Vasa Čubrilović - "Mladobosanac" i srpski akademik » Zvornik Danas

Un’intera civiltà (una Mitteleuropa mediterranea, nelle parole di un testimone d’eccezione: Enzo Bettiza, autore del bellissimo e toccante racconto “Esilio”) fu spazzata via in un vero e proprio genocidio culturale. Centinaia di migliaia di italiani di ogni età, professione, ceto sociale, idea politica e grado di compromissione bellica furono assassinati o dovettero intraprendere la via amara dell’esodo. Su di loro si era abbattuta la maledizione della colpa collettiva. In quella Jugoslavia comunista che – dopo la rottura fra Tito e Stalin del 1948 – era diventata l’antemurale dell’Occidente contro l’U.R.S.S. e il Patto di Varsavia, Vaso Čubrilovič ricoprì a lungo la carica di Ministro dell’agricoltura e delle foreste.
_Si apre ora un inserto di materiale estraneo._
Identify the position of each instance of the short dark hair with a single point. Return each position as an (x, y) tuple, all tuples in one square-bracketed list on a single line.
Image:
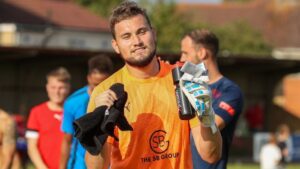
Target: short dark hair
[(100, 63), (125, 10), (206, 39), (61, 73)]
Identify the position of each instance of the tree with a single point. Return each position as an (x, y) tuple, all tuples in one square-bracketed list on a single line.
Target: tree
[(100, 7), (170, 26)]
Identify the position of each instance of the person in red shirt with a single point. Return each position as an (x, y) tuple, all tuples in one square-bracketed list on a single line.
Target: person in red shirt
[(159, 139), (43, 127)]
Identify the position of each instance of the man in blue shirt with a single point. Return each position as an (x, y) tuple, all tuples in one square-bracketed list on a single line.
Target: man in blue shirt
[(72, 153), (202, 46)]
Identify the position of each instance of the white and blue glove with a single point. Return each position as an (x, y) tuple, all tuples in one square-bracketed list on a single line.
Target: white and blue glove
[(194, 85)]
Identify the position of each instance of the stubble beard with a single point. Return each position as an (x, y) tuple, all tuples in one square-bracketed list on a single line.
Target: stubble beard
[(142, 63)]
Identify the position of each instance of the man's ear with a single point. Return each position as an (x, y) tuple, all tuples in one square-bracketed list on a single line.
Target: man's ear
[(202, 53), (115, 46), (154, 34)]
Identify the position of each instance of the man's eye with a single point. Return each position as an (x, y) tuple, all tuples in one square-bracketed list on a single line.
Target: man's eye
[(142, 31), (126, 36)]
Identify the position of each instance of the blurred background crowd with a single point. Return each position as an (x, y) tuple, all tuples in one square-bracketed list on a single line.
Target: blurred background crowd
[(259, 50)]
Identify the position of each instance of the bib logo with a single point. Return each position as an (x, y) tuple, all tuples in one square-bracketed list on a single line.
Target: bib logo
[(157, 141)]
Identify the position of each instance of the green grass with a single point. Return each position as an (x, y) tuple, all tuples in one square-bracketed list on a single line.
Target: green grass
[(256, 166)]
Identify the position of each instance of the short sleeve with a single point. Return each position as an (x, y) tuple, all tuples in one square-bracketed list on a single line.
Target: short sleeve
[(194, 122), (92, 106), (68, 118), (33, 123)]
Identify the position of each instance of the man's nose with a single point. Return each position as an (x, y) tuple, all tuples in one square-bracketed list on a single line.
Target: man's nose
[(137, 40)]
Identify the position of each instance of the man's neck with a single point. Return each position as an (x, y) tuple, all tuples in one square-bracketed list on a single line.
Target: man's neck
[(54, 106), (148, 71), (213, 72)]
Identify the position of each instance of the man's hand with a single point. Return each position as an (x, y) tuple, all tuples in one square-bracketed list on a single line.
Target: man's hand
[(200, 97)]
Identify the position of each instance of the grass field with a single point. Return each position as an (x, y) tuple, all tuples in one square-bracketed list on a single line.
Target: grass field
[(256, 166)]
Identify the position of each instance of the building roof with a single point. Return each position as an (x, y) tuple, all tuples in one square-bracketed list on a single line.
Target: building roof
[(50, 12), (279, 23)]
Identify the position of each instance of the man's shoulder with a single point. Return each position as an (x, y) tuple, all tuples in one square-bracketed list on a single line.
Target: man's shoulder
[(227, 84), (78, 94), (117, 77), (39, 107)]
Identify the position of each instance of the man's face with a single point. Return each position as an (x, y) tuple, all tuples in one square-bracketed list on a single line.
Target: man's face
[(57, 91), (135, 41), (94, 78), (188, 51)]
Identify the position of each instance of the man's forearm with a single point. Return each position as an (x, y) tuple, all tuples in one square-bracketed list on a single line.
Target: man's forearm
[(209, 145), (6, 161), (35, 156), (100, 161)]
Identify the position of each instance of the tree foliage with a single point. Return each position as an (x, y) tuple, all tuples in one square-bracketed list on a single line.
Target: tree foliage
[(100, 7), (170, 26)]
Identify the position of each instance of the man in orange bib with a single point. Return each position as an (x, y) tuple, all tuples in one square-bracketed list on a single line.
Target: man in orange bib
[(159, 138)]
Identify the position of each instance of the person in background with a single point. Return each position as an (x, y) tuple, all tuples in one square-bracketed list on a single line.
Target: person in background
[(270, 154), (7, 140), (283, 134), (199, 46), (43, 127), (159, 139), (72, 152)]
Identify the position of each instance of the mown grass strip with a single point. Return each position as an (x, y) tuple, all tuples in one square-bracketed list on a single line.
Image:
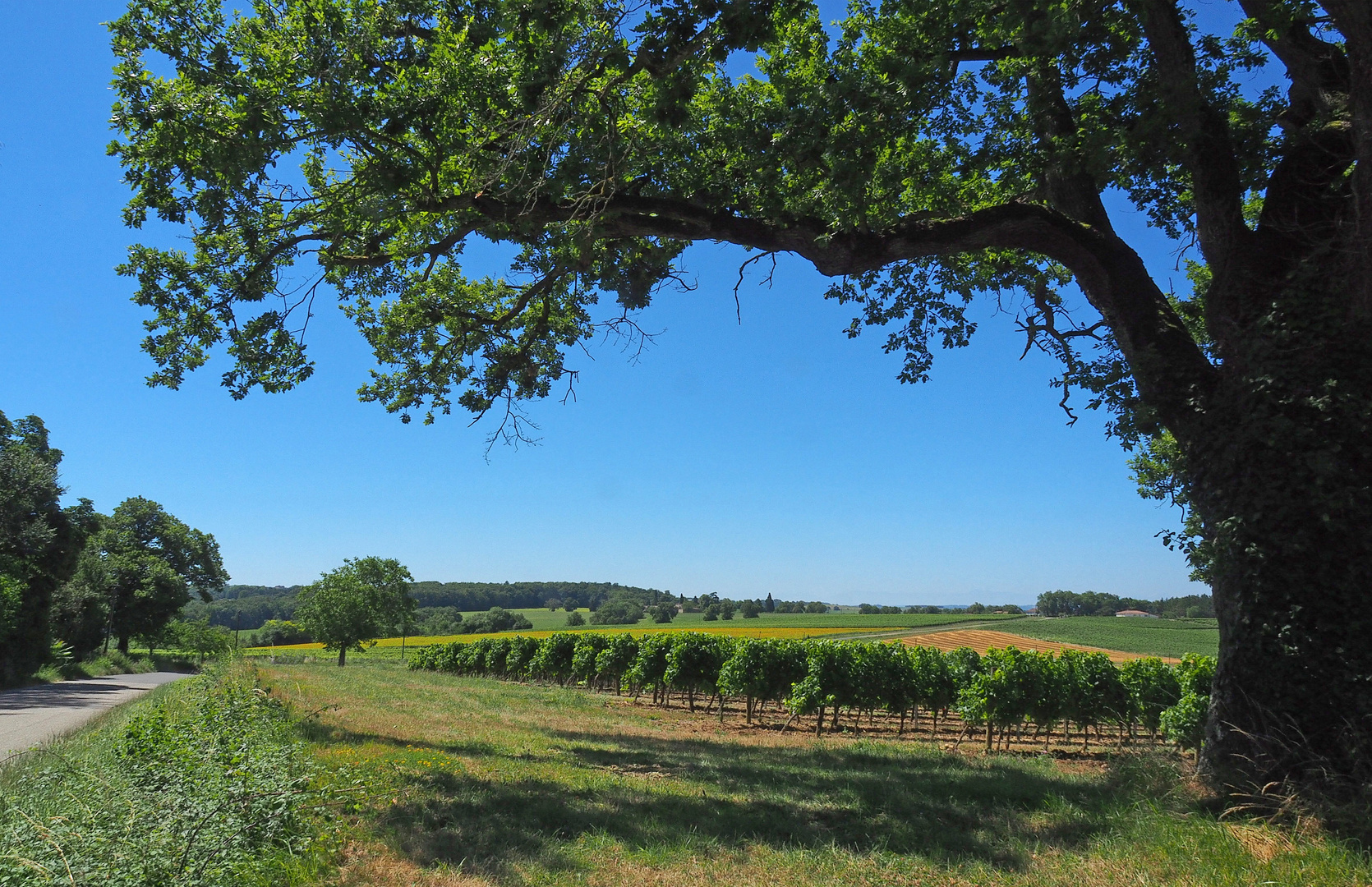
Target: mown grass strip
[(485, 782)]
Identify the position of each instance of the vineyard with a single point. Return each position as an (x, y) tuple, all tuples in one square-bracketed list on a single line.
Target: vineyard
[(983, 641), (843, 686)]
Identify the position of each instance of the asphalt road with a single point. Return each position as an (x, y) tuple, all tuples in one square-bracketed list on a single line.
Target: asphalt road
[(32, 716)]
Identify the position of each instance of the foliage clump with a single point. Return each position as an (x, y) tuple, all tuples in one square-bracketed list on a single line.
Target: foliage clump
[(203, 787)]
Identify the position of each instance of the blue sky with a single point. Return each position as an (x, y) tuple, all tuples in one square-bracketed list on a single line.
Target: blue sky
[(766, 457)]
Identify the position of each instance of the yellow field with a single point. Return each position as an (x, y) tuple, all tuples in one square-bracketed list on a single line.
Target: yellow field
[(733, 631), (983, 641)]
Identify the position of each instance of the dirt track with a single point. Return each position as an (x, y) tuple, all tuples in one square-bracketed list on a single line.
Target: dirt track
[(983, 641)]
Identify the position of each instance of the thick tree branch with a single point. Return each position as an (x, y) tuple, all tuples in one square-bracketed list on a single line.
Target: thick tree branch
[(1316, 67), (1353, 20), (1171, 369), (1210, 155)]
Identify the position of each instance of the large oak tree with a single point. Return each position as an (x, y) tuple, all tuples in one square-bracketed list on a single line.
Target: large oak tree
[(923, 154)]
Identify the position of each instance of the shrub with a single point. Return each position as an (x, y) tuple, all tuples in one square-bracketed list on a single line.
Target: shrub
[(205, 787), (1185, 723)]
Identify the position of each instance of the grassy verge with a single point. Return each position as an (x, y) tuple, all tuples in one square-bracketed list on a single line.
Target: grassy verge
[(487, 782), (116, 663), (199, 784), (1163, 638)]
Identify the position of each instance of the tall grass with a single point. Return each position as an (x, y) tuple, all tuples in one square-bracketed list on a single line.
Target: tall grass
[(202, 784)]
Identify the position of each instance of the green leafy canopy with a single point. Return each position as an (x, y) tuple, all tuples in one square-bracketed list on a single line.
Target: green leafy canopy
[(921, 154)]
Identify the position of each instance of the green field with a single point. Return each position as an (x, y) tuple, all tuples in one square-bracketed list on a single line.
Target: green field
[(483, 782), (1163, 638)]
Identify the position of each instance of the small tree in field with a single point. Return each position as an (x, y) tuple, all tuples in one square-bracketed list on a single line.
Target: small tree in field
[(352, 606)]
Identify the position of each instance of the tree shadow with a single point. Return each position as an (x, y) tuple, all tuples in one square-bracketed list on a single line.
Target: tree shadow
[(661, 793)]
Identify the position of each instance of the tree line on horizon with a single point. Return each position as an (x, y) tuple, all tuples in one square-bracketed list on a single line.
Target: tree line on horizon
[(1103, 604)]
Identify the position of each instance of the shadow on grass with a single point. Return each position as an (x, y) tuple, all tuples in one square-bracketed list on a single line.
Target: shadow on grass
[(653, 793)]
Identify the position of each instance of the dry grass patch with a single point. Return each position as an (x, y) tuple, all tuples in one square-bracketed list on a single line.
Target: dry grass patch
[(508, 783)]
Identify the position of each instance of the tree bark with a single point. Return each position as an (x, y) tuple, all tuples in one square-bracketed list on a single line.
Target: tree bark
[(1284, 487)]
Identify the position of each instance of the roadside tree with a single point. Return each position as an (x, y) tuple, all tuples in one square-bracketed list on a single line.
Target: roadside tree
[(143, 565), (40, 543)]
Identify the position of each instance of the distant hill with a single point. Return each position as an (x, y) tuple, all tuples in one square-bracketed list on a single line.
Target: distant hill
[(247, 606)]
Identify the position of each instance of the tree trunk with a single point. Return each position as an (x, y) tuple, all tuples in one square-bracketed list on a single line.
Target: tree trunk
[(1283, 483)]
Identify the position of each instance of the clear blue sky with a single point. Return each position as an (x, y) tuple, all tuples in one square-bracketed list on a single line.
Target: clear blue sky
[(767, 457)]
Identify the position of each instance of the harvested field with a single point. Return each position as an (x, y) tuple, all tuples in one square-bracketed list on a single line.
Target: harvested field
[(983, 641)]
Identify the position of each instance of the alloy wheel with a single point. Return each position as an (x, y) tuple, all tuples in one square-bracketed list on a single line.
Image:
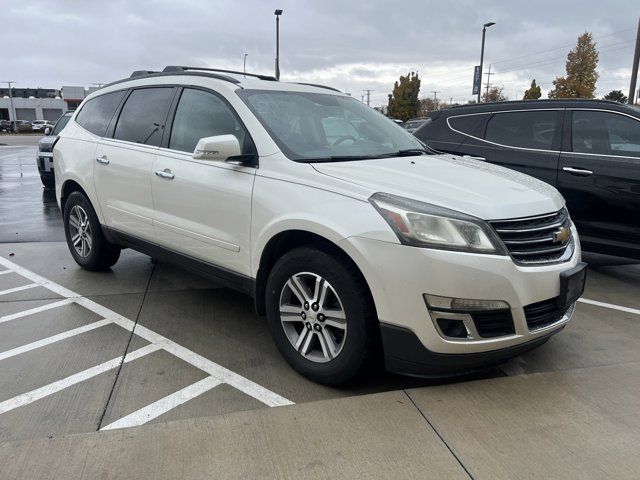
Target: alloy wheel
[(80, 231), (313, 317)]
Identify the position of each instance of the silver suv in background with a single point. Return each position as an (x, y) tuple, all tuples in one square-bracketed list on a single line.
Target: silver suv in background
[(45, 150)]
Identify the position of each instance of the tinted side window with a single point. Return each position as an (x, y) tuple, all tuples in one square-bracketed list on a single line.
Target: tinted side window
[(469, 124), (60, 124), (97, 112), (201, 114), (143, 116), (605, 133), (532, 129)]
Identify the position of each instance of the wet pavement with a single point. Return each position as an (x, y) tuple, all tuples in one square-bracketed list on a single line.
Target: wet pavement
[(28, 211)]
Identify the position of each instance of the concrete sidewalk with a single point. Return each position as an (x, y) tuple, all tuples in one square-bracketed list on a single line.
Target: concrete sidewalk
[(550, 425)]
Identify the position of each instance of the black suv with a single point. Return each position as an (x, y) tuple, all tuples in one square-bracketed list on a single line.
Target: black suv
[(587, 149)]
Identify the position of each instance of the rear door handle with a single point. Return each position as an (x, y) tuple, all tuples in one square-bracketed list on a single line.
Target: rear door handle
[(577, 171), (166, 173)]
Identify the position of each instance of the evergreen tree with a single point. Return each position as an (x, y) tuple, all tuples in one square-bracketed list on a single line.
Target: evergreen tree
[(616, 96), (494, 95), (404, 103), (533, 93), (580, 80)]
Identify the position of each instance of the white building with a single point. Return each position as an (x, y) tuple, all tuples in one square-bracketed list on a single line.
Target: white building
[(41, 108)]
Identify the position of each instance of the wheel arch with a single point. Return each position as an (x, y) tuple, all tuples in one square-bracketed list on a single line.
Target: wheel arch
[(71, 185), (287, 240)]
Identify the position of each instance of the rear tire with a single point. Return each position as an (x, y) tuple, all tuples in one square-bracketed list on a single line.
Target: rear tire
[(330, 338), (87, 244), (48, 181)]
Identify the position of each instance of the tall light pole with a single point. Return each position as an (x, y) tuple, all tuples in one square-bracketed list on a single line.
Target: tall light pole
[(484, 31), (634, 70), (13, 110), (277, 13)]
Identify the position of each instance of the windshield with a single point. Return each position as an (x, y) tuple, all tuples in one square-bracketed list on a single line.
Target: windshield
[(61, 123), (313, 127)]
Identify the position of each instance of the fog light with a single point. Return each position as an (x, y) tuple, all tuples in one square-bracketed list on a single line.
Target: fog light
[(463, 304), (452, 328)]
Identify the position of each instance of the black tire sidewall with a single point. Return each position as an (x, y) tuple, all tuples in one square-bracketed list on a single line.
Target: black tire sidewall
[(355, 301)]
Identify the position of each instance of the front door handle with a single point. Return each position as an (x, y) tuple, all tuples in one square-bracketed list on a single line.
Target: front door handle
[(577, 171), (166, 173)]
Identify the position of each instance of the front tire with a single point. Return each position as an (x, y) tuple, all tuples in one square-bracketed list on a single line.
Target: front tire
[(321, 316), (87, 244)]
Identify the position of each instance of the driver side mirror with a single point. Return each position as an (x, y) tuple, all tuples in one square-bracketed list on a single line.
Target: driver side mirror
[(223, 148), (218, 148)]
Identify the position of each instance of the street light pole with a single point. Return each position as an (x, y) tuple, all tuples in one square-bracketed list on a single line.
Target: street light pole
[(484, 31), (634, 70), (13, 110), (277, 13)]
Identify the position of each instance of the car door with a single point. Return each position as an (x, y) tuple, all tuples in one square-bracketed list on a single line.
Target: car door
[(122, 174), (599, 175), (203, 207)]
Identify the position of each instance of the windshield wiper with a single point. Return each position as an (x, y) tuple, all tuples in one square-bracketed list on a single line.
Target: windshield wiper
[(409, 152), (342, 158)]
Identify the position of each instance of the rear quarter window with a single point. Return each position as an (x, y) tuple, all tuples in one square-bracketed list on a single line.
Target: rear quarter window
[(472, 125), (97, 112), (527, 129)]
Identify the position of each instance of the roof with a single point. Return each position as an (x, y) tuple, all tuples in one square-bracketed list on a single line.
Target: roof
[(239, 79), (545, 103)]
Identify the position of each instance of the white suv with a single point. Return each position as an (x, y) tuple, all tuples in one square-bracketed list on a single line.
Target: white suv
[(352, 237)]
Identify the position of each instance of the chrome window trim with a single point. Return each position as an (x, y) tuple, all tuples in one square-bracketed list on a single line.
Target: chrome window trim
[(505, 111)]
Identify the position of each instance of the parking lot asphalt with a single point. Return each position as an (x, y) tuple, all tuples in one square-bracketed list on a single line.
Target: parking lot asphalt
[(147, 343)]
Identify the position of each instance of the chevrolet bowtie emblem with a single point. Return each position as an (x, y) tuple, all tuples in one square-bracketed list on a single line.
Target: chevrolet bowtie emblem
[(561, 235)]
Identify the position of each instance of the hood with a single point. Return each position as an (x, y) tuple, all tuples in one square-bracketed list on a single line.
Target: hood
[(470, 186)]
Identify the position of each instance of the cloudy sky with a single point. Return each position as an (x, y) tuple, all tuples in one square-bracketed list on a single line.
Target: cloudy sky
[(351, 45)]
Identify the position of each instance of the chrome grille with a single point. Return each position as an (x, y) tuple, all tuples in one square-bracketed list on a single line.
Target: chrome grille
[(538, 239)]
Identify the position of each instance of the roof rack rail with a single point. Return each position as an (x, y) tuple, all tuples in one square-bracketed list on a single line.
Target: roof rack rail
[(318, 86), (179, 68), (141, 73)]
Negli ultimi anni della sua lunga vita divenne amico e consigliere dell’astro nascente del nazionalismo serbo (nonché purificatore etnico seriale) Slobodan Milosevič. Vaso Čubrilovič morì a Belgrado l’11 giugno 1990, un anno prima della cruenta dissoluzione della Repubblica Federale di Jugoslavia.